Wenn Sie auf der Suche nach einer eigenständigen Stimme in der Literatur sind, wenn Sie nicht nur auf äußere Handlungsstränge und auf dargestellte Aktionen Wert legen, wenn Sie etwas Unverwechselbares in der neueren deutschen Literatur als Lektüre suchen und wenn Sie auf poetische Präzision aus sind, werden Sie die Qualitäten der Erinnerungsarbeit von Peter Kurzeck, die sich in genauen Reflexionen und Beobachtungen zeigt, zu schätzen wissen. Und dann erst empfehle ich Ihnen, seine Bücher zu lesen.
Mit den genauen Beschreibungen des eigenen Lebensalltags ist Kurzeck ein Chronist seiner persönlichen Lebenserfahrungen. Er wurde 1943 im böhmischen Tachau, dem heutigen Tachov, geboren und kam nach Vertreibung und Flucht als Kind mit seiner Mutter nach Gießen (Hessen) und schließlich nach Frankfurt.
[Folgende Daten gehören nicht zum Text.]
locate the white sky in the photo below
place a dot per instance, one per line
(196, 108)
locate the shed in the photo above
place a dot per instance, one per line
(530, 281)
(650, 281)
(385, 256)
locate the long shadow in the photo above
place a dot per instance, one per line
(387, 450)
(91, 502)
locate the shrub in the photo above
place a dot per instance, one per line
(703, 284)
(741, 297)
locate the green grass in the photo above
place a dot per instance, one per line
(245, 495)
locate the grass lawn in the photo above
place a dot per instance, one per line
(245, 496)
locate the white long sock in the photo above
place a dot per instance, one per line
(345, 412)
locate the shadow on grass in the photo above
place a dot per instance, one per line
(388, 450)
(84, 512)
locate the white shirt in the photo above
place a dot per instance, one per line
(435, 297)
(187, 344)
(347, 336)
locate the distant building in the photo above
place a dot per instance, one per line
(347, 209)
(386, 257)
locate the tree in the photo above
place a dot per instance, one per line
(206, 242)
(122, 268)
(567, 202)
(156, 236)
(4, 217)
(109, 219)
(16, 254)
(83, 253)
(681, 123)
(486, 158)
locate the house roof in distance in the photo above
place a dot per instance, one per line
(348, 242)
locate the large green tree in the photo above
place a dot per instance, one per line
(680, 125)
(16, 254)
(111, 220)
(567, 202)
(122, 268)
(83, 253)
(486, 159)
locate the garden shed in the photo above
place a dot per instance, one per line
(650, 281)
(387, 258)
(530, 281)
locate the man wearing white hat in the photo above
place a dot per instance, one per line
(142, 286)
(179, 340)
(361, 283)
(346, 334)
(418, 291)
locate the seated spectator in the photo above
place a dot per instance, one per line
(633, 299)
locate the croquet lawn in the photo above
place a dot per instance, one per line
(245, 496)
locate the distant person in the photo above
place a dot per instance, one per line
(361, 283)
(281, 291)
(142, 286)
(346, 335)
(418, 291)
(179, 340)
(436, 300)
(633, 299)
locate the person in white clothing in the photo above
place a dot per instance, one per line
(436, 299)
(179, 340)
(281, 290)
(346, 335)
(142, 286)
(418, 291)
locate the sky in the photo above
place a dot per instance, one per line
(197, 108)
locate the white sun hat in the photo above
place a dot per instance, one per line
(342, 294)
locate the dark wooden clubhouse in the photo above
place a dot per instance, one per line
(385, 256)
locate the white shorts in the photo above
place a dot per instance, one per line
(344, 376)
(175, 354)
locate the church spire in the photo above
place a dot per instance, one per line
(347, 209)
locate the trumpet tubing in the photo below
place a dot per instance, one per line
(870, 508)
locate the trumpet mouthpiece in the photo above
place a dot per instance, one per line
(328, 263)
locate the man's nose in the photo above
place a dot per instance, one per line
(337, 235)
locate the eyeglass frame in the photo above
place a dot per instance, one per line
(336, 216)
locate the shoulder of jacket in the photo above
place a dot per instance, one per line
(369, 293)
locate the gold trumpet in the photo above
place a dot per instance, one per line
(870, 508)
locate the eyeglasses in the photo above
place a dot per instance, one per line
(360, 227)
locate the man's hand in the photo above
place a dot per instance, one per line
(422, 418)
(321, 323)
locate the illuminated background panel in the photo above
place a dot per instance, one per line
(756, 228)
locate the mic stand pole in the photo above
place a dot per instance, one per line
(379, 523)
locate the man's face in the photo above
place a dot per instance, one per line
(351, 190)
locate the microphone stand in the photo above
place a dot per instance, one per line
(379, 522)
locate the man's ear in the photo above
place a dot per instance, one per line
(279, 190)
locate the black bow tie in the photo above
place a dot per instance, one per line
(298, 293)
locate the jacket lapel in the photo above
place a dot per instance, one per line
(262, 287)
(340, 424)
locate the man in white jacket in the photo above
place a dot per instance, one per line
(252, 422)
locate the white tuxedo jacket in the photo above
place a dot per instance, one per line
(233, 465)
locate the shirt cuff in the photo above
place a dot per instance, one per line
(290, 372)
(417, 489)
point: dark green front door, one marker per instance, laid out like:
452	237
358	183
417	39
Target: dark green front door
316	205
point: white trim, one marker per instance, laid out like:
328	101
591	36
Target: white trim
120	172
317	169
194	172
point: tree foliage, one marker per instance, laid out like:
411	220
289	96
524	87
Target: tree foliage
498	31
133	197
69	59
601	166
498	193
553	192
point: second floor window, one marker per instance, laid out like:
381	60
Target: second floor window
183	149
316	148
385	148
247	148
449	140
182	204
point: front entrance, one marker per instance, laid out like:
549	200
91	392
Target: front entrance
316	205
Der Vater folgte aus russischer Kriegsgefangenschaft erst später. Knapp siebzigjährig ist Peter Kurzeck bereits 2013 gestorben und hat sowohl vollendete als auch fragmentarische Werke hinterlassen. Weshalb man ihn lesen sollte, ist seine verblüffend aktuelle Darstellung von Vertreibung und Flucht, von Krieg und ständigen Übergriffen, einer Entwicklung, die seit Jahren zum allgemeinen Menschheitsschrecken nicht nur in Europa, sondern auf der ganzen Welt geworden ist. Seinen Roman „Frankfurt – Paris – Frankfurt“ hat er schon 1995 vollständig abgeschlossen. Später sah er ihn als zehnten Band der Chronik „Das alte Jahrhundert“ vor. Aus dem Nachlass, herausgegeben von Rudi Deuble, ist es das erste vollendete Manuskript aus diesem Romanzyklus – und gleichzeitig das letzte, das erscheint. So schließt sich dieser Kreis. Als wäre der Roman ein Auftakt, der von den Wegen berichtet, die hier zum ersten Mal gegangen werden. Es ist der Abschluss von Kurzecks Chronik „Das alte Jahrhundert“.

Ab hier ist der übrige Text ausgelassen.